Sounds relatively straightforward, right? Except that plot is pretty much abandoned before the movie has really even begun, instead shifting its focus to the aforementioned ugliness. You see, Zygot 24 has the unfortunate side effect of wildly mutating anyone it touches and freak show proprietor Elijah C. Skuggs (Randy Quaid, in the performance of a lifetime) has made himself a tidy little profit by luring in suckers like Ricky and his crew and turning them into the titular freaks through large doses of the stuff. Before Ricky and his pals even get there, Skuggs already has in his stable a Bearded Lady (Mr. T…yes, that Mr. T), a man with a sock for a head (Bobcat Goldthwait), an intellectual worm man, a Dog Boy and a whole slew of others.
Stern and Winter use this set-up as an opportunity to craft a never-ending chain of visual gags, pop culture references and enough sick humor to make Trey Parker and Matt Stone blush. Freaked is a veritable cornucopia of oddities, a work that relishes in cult history and makes a proud point of being senseless and bewildering, forcing viewers to constantly ask themselves what, exactly, they’re watching. You can’t really describe what happens in it, it absolutely has to be seen.
In their cluelessness, Fox dumped a metric shit ton of funds into building a cultural empire for the film before it had even been completed, with planned comic, video game and toy tie-ins as well as a novelization by The Wave author Todd Strasser. A cursory glance at the credits of the people involved with the film would have made it clear that Freaked was never going to be a family friendly, merely quirky picture; Winter and Stern had just come off creating the pioneering MTV sketch comedy show “The Idiot Box” and that program was surreal to the extreme, even by MTV comedy standards.
Outside of Winter and Stern was the involvement of Butthole Surfers Gibby Haynes and Paul Leary, who were an active part of the writing process and wrote the score for the film. At some point in its development, Freaked was even meant to be a vehicle for the Surfers, with Winter’s intention to make it a mash-up of Evil Dead and Beach Blanket Bingo.
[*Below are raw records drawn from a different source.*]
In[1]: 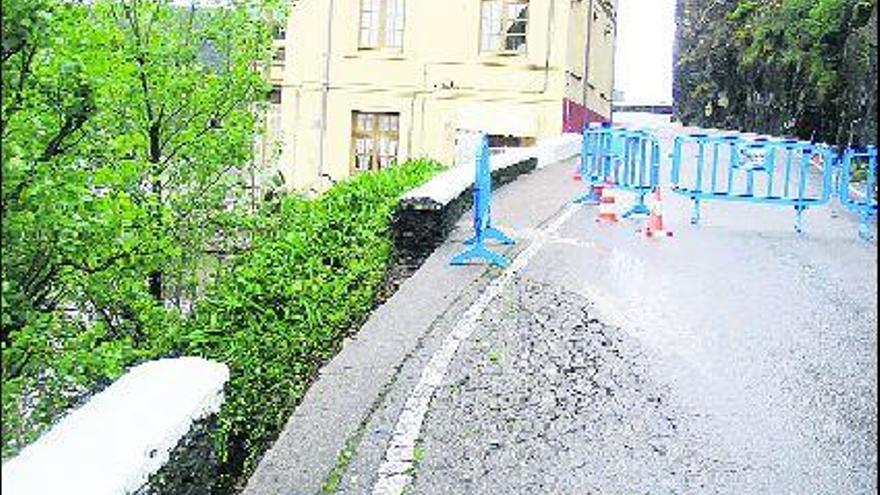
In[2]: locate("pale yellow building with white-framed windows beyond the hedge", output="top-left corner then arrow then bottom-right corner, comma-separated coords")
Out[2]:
270,0 -> 617,189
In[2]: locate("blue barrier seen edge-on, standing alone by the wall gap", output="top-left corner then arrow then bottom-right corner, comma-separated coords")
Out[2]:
450,134 -> 515,268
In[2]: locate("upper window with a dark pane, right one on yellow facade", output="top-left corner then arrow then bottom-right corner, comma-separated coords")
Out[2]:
480,0 -> 529,53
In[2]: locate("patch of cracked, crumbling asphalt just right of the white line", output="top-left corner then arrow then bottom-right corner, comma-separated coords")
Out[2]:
414,279 -> 743,494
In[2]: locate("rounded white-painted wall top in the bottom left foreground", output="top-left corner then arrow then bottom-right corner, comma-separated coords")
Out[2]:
2,357 -> 229,495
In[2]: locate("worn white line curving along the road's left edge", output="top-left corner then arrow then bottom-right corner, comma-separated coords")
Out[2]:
373,205 -> 578,495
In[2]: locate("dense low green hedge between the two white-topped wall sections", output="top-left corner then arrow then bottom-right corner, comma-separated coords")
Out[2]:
173,161 -> 438,486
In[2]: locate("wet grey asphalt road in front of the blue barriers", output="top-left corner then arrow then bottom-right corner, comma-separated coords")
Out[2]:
290,122 -> 877,495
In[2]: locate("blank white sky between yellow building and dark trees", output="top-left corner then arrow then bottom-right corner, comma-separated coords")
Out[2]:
614,0 -> 675,104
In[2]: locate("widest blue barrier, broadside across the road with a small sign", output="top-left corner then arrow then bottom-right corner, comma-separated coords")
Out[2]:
672,134 -> 835,232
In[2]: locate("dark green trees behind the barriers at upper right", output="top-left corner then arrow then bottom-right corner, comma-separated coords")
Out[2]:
673,0 -> 877,146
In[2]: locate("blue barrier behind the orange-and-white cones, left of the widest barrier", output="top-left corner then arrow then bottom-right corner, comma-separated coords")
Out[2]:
574,124 -> 660,218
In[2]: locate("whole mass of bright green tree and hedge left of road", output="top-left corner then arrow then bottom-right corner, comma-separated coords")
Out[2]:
0,0 -> 439,491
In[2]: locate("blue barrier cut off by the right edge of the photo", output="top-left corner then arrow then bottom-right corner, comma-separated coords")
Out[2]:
838,146 -> 877,240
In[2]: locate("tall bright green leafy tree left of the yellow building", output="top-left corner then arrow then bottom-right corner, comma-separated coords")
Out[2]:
2,0 -> 279,462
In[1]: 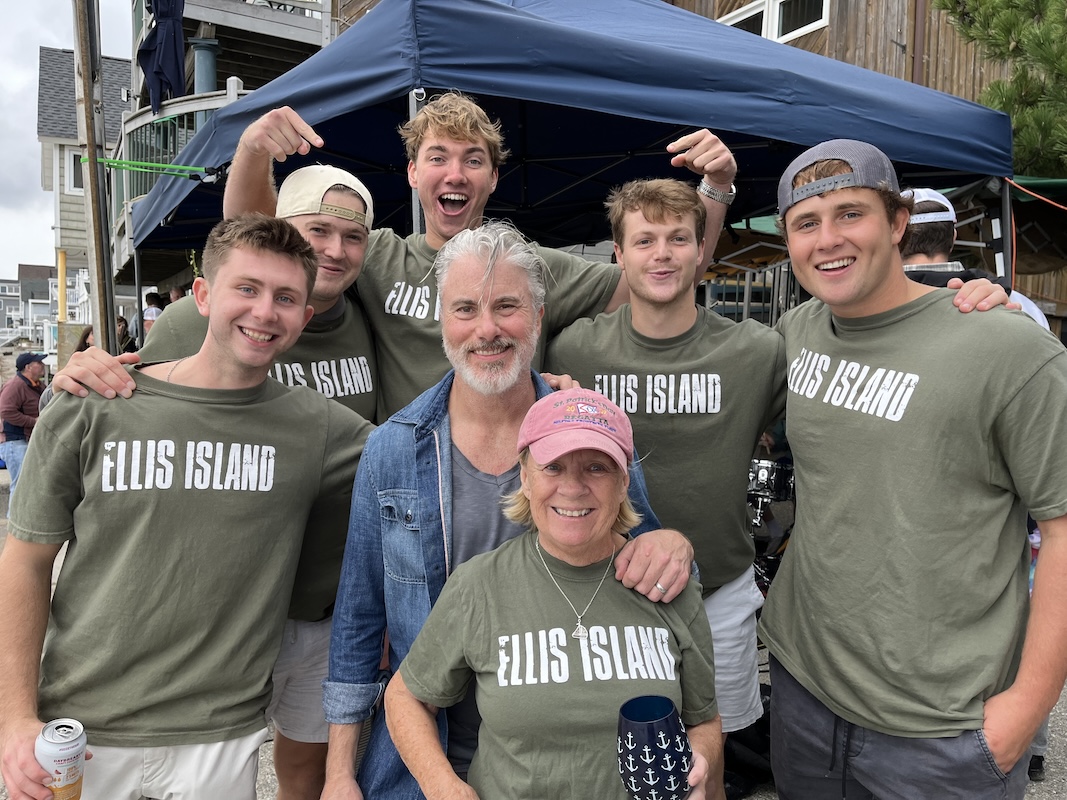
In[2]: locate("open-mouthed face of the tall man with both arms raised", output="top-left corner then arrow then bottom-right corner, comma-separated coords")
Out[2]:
408,134 -> 497,250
That anything-goes, balls-to-the-wall, near rabid mentality is what drives Freaked’s cult. There’s simply no other film like it, particularly in the way it seamlessly weaves between high and lowbrow references without ignoring or abandoning its brutal insistence on keeping things ugly at all times. The dichotomy that the film excels at is perhaps clearest in a scene where Ricky, freshly turned into a half-man, half-freak disaster, performs a soliloquy from Richard III, complete with an aside from an Oxford professor who handily provides subtitles for “the culturally illiterate.” And what do the subtitles say? Simply “I’m ugly” and “I can’t get laid.”
Despite all the ugliness, the film is immensely entertaining and rewatchable, since every scene is jampacked with a near infinite number of gags and references. It’s one of the few WTF? films I can think of that can go toe-to-toe with any of its peers in the batshit craziness category without sacrificing any entertainment value whatsoever. Every time I watch it I come away with a new favorite moment, whether it’s the Rastafarian disembodied eyes that Skugg uses to police his freak camp or the fact that Stern and Winter aren’t content enough to write a line like “You’re uglier than the burnt nose hairs of a dead nun,” they actually have to have a nun in frame laughing at the insult.